Russian Troops Withdraw from Syria (for now)

This post has been retitled because the former title, “Congratulations President Putin!” might give the impression of prejudice towards an outcome desired by the Russians.  This is not my desire. The best of all possible worlds would be a harmonious state in which the Alawite minority lived in prosperous co-existence with the Sunni majority. Unfortunately, such a rosy outcome would be unprecedented for the region. The second best would be a partition of land based on ancestral origins and economic viability. There is a natural expectation, based upon past experience with the Russians during the Cold War and Ukraine, that they will try to provide their Alawite clients with something more than that. I cannot contradict the possibility.
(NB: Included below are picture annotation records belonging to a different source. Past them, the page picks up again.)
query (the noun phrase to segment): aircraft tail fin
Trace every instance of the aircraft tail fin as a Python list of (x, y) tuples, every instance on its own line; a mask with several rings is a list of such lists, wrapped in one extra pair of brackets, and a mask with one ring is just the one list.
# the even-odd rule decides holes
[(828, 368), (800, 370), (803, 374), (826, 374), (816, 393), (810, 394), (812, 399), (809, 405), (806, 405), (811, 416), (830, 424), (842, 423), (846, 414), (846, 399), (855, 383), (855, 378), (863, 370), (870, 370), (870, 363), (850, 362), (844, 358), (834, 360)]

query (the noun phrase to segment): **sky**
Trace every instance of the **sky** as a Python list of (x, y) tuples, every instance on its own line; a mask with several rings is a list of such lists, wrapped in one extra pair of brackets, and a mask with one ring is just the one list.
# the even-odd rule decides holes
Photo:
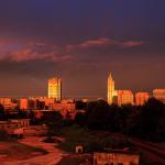
[(165, 88), (164, 0), (0, 0), (0, 96)]

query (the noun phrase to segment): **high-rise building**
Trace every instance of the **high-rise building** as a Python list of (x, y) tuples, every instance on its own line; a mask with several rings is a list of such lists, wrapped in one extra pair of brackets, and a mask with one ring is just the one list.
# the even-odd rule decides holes
[(62, 79), (56, 77), (48, 79), (48, 98), (62, 100)]
[(153, 97), (165, 103), (165, 89), (154, 89)]
[(147, 102), (148, 98), (150, 98), (148, 92), (136, 92), (135, 106), (143, 106), (145, 102)]
[(112, 78), (112, 75), (110, 74), (108, 77), (108, 103), (111, 105), (113, 102), (113, 97), (116, 96), (116, 90), (114, 90), (114, 80)]
[(131, 90), (118, 90), (118, 105), (134, 105), (133, 92)]

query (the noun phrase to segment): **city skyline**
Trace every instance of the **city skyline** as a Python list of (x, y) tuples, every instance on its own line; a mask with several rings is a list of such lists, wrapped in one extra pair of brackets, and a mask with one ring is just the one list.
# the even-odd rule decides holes
[[(95, 99), (106, 99), (108, 101), (109, 105), (113, 103), (113, 102), (118, 102), (119, 100), (117, 100), (118, 96), (121, 94), (129, 94), (131, 92), (131, 95), (136, 95), (140, 94), (140, 96), (142, 95), (148, 95), (148, 97), (153, 97), (154, 92), (158, 91), (158, 92), (164, 92), (165, 89), (164, 88), (155, 88), (152, 89), (152, 91), (146, 91), (146, 90), (136, 90), (133, 91), (130, 88), (127, 89), (119, 89), (118, 87), (116, 87), (116, 80), (113, 79), (112, 73), (110, 72), (110, 74), (108, 75), (108, 80), (107, 80), (107, 91), (106, 91), (106, 96), (92, 96), (92, 95), (78, 95), (78, 96), (65, 96), (64, 95), (64, 87), (62, 88), (62, 82), (65, 84), (63, 81), (62, 78), (59, 77), (51, 77), (47, 79), (46, 81), (46, 94), (42, 95), (42, 96), (37, 96), (37, 95), (31, 95), (31, 96), (0, 96), (2, 97), (11, 97), (11, 98), (33, 98), (33, 97), (47, 97), (50, 99), (55, 99), (56, 101), (62, 101), (62, 99), (84, 99), (84, 98), (88, 98), (89, 100), (95, 100)], [(116, 98), (117, 97), (117, 98)], [(125, 96), (127, 97), (127, 96)], [(133, 96), (132, 96), (133, 97)], [(147, 96), (143, 96), (144, 98)], [(147, 99), (145, 99), (147, 100)], [(132, 100), (133, 101), (133, 100)], [(119, 102), (118, 102), (119, 103)], [(120, 103), (119, 103), (120, 105)]]
[[(44, 96), (52, 76), (64, 96), (165, 88), (164, 1), (0, 2), (0, 95)], [(24, 90), (26, 89), (26, 90)]]

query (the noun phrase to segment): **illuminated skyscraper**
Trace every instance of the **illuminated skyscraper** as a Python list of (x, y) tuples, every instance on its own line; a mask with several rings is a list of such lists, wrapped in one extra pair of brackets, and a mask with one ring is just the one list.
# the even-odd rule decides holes
[(62, 100), (62, 79), (56, 77), (48, 79), (48, 98)]
[(150, 96), (148, 92), (136, 92), (135, 94), (135, 106), (143, 106), (147, 102)]
[(165, 89), (154, 89), (153, 97), (165, 103)]
[(134, 98), (131, 90), (118, 90), (118, 106), (134, 105)]
[(114, 80), (112, 78), (112, 75), (110, 74), (108, 77), (108, 103), (111, 105), (113, 102), (113, 97), (116, 96), (116, 90), (114, 90)]

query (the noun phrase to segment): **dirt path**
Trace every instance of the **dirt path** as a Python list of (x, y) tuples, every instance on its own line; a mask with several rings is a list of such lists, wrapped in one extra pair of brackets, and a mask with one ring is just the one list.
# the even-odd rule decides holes
[(55, 147), (55, 143), (42, 142), (44, 138), (29, 136), (20, 140), (20, 143), (44, 148), (48, 152), (46, 155), (35, 156), (29, 160), (6, 162), (3, 165), (56, 165), (67, 154)]

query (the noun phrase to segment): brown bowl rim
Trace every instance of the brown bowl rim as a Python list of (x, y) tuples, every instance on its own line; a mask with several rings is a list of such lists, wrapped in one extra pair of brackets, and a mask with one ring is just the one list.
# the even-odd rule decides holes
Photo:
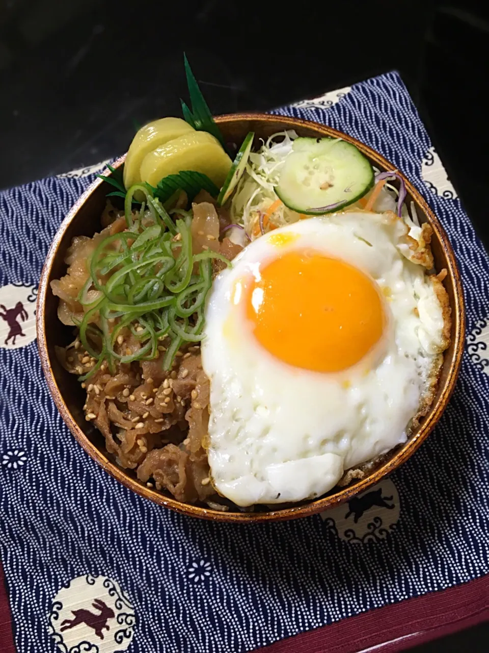
[[(248, 120), (263, 120), (265, 122), (274, 121), (283, 123), (284, 129), (291, 129), (295, 126), (313, 127), (318, 132), (323, 133), (327, 136), (333, 136), (341, 138), (350, 143), (353, 143), (361, 151), (366, 154), (370, 159), (374, 161), (381, 169), (398, 170), (396, 167), (393, 166), (381, 154), (372, 150), (368, 146), (365, 145), (361, 141), (357, 140), (353, 136), (344, 134), (333, 127), (316, 123), (313, 121), (303, 120), (299, 118), (292, 118), (284, 116), (277, 116), (274, 114), (260, 114), (260, 113), (244, 113), (244, 114), (228, 114), (224, 116), (219, 116), (216, 118), (218, 123), (226, 123), (236, 121)], [(125, 155), (120, 157), (114, 163), (113, 166), (118, 167), (125, 159)], [(125, 487), (140, 494), (145, 498), (153, 501), (160, 505), (164, 505), (171, 510), (175, 511), (183, 515), (190, 517), (198, 517), (203, 519), (212, 520), (213, 521), (228, 522), (233, 523), (246, 523), (252, 522), (258, 523), (260, 522), (282, 521), (284, 520), (293, 519), (299, 517), (308, 517), (311, 515), (316, 515), (323, 512), (329, 508), (333, 508), (340, 503), (348, 501), (352, 496), (360, 492), (364, 492), (366, 489), (378, 483), (381, 479), (396, 470), (404, 462), (405, 462), (417, 449), (421, 446), (422, 442), (431, 433), (436, 422), (441, 416), (442, 413), (450, 400), (453, 393), (456, 383), (458, 372), (462, 363), (462, 358), (464, 351), (464, 337), (465, 334), (465, 312), (464, 306), (464, 296), (462, 292), (462, 281), (460, 272), (458, 268), (455, 255), (452, 246), (449, 240), (445, 229), (440, 224), (438, 219), (432, 211), (427, 202), (422, 196), (418, 192), (414, 186), (409, 182), (405, 176), (399, 172), (406, 186), (406, 189), (411, 194), (413, 200), (421, 210), (424, 212), (430, 221), (431, 226), (436, 233), (440, 243), (445, 251), (445, 254), (449, 263), (448, 273), (451, 276), (454, 284), (454, 303), (452, 306), (452, 319), (454, 323), (454, 357), (452, 364), (449, 368), (447, 375), (445, 386), (443, 387), (437, 401), (432, 406), (430, 412), (426, 415), (422, 422), (419, 431), (414, 436), (411, 438), (406, 442), (400, 451), (396, 454), (391, 460), (376, 469), (372, 473), (365, 478), (357, 481), (351, 486), (336, 492), (334, 494), (329, 495), (323, 498), (316, 499), (307, 503), (283, 509), (282, 510), (273, 511), (269, 513), (227, 513), (219, 511), (206, 509), (200, 506), (192, 505), (190, 503), (185, 503), (160, 494), (157, 491), (141, 485), (135, 479), (132, 479), (126, 474), (121, 468), (119, 468), (114, 463), (112, 463), (87, 438), (82, 431), (75, 420), (73, 419), (68, 407), (67, 406), (63, 396), (59, 390), (58, 385), (52, 374), (51, 365), (50, 363), (49, 355), (48, 353), (45, 321), (44, 321), (44, 307), (46, 302), (46, 293), (48, 290), (48, 279), (50, 276), (51, 268), (53, 262), (57, 255), (59, 244), (64, 236), (68, 226), (75, 218), (80, 206), (85, 202), (87, 197), (93, 193), (95, 192), (97, 188), (102, 183), (102, 180), (97, 179), (93, 182), (79, 199), (71, 208), (66, 217), (61, 223), (56, 234), (53, 240), (53, 242), (50, 247), (48, 255), (46, 259), (40, 280), (39, 282), (39, 291), (37, 305), (36, 326), (37, 332), (37, 343), (39, 350), (39, 355), (41, 360), (42, 369), (48, 382), (48, 386), (54, 400), (55, 404), (59, 411), (61, 417), (68, 428), (74, 436), (76, 440), (85, 449), (87, 453), (97, 462), (111, 476), (119, 481)]]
Nevertheless, Putin is to be congratulated, perhaps sardonically, for his tactical agility and consequent lack of predictability. It provides the effect of a force multiplier by  diminishing the abilities of Russia’s adversaries to combine. For example, if Turkey and Saudi Arabia were in the process of attempting to constitute a ground intervention, Putin’s withdrawal, however temporary it may be, constitutes an obstacle. It does so by denying a sense of urgency to Russia’s adversaries.

How temporary could the withdrawal be? Consider these news headlines:

Perhaps Putin should have added this.

The original post follows.

The recent announcement (Reuters), “Putin says Russians to start withdrawing from Syria, as peace talks resume” is a demonstration of tactical agility the West would be hard pressed to match. It is particularly impressive considering the likelihood that Russian engagement and disengagement will have to happen many times before a stable situation is reached, if ever.

The West currently lacks this kind of tactical flexibility.  To achieve the same effect, legions of policy-makers would have to be dismissed, rotated, elevated, and demoted, with a time scale irrelevant to the situation in real time.  We must look back to the tenure of Henry Kissinger to find it.

The lack of Western agility is a remnant of Bloc-World thinking, where the abstraction called  “influence” acquired the status now accorded to digital currencies. In those days, when “influence” was imagined to be an almost bankable commodity, a monotonic foreign policy “push”, supported by ingrained “policy” did not seem absurd. After all, Containment did work.

But since Bloc World has vanished, and unless convincing symptoms to the contrary arise, what were formerly called proxies and pawns have become truculent beasts that their former sponsors struggle to nudge and push around the Middle East chess board. Instead of player against player, black against white, it’s players against the board.

While Putin’s move is hard to match, the U.S. game is getting better. U.S. support for the Kurds in northern Iraq, possibly in contradiction of NATO spirit if not letter, is equivalent to thinking more than one move ahead:

The Russians will be back. But they seem determined not to let the tail wag the dog.